Fama y modestia
Joan Fontrodona
Profesor de ética empresarial del IESE
Universidad de Navarra
ABC (Cataluña)
Liderazgo personal
José María Cardona Labarga

Difícil de llevar

        Tener fama no es necesariamente malo. Es el reconocimiento social a una buena conducta. Cuando necesitamos acudir a un buen profesional, preguntamos por alguien que tenga fama de hacer las cosas bien en esa profesión; vamos a un restaurante o a un hotel que tenga fama de que allí se come bien o dan un buen trato. La fama la otorga la sociedad –no se puede comprar; hay que ganársela– y, a cambio de recibirla, uno se convierte en modelo de conducta. La fama tiene que ver mucho con la dignidad de las personas. Por eso la difamación es algo malo, y por eso también todo el mundo tiene derecho a la fama, al buen nombre. Lo malo es que la fama no tiene muy buena fama. Ser famoso hoy en día es casi sinónimo de ser superficial, coleccionista de escándalos –cuando no, de haber cometido algún pequeño o grande delito–, carne de cañón de los programas de cotilleo y de las revistas del corazón. Lo que se dice 'vivir del cuento', vamos.

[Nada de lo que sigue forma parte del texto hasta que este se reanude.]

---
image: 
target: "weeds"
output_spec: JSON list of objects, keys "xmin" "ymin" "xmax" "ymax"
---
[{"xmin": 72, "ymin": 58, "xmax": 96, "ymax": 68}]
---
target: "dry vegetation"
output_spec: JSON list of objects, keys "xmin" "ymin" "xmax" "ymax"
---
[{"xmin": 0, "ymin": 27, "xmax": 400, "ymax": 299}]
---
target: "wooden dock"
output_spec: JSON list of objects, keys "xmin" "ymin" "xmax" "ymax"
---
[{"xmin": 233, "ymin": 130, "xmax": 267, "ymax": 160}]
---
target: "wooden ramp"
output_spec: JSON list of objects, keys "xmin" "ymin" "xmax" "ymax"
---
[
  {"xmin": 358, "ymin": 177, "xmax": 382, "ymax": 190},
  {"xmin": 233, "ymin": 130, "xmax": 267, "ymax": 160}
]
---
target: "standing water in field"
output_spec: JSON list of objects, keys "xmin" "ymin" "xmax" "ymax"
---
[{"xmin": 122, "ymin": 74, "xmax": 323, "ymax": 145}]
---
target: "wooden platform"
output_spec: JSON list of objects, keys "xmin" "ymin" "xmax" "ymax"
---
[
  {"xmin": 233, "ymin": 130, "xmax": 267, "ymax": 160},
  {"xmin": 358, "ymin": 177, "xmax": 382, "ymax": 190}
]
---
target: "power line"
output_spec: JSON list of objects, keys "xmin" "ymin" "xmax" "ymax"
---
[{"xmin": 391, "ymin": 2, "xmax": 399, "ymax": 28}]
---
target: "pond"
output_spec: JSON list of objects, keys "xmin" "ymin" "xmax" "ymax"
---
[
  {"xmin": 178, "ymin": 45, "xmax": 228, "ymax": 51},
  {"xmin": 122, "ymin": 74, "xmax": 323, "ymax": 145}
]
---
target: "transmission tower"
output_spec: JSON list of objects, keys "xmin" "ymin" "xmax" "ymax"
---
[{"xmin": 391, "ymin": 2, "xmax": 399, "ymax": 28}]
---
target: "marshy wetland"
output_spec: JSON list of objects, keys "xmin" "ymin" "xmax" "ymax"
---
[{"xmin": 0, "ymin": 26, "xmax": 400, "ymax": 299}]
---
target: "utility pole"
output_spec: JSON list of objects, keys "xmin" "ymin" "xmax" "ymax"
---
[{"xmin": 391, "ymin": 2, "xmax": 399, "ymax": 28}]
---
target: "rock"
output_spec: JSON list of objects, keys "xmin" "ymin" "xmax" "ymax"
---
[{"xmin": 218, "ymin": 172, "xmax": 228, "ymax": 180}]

        Ser famoso no debe ser nada fácil de llevar. No me refiero ya a la mala fama (de la que algunos hacen su modo de vida); incluso la buena fama (aquella que se ha ganado con el esfuerzo de hacer las cosas bien) debe ser difícil de asimilar. Hace unas semanas coincidí en un avión con un conocido jugador de baloncesto, que no paró de dejarse hacer fotos y de firmar autógrafos en todo el viaje. Me admiró la paciencia y la buena cara con la que llevó la carga de ser famoso.

Notoriedad y pudor

        Recuerdo que hace año, cuando empezaba a estar de moda que los jueces ocupasen las primeras páginas de los periódicos y se escribiesen libros sobre ellos, un colega nos contó que su padre, juez también, le había comentado en una ocasión, muchos años antes, que para que la justicia funcionase bien era preciso que la gente no supiese poner cara ni nombre a los jueces. Era como decir que la justicia funcionaba mejor desde la discreción y el anonimato, y que la notoriedad y la fama podían desorientar a quienes debían impartirla. Esto mismo podría decirse de cualquier profesión con un mínimo de presencia pública. Hace unos días, en la entrega de los premios Príncipe de Asturias se citaba la modestia como una cualidad de los integrantes de la selección nacional de fútbol. Y famosos, desde luego que lo son.

        La fama exige una cierta notoriedad y presencia pública. ¡Yo tengo mi pequeño momento de fama en esta columna que escribo cada tres semanas! Esa comparecencia pública en los foros que corresponden a la profesión y oficio de uno es imprescindible, y puede incluso ser muy buena y necesaria. Pero cuando esa fama le hace a uno perder el pudor y la modestia, envalentonarse, y dejarse ver por lugares y foros que no le corresponden, hay que empezar a preocuparse, porque la fama puede empezar a subírsele a la cabeza y desnortarle. Tengo para mi que, si hiciésemos un estudio, encontraríamos una fuerte correlación entre 'aparecer donde uno no debe' y bajar de rendimiento en la propia profesión. Si esto es así, ya tengo la solución para este año (aunque no sé si es muy ética...): que Mourinho haga cuanto antes un anuncio publicitario; si no, lo tenemos crudo.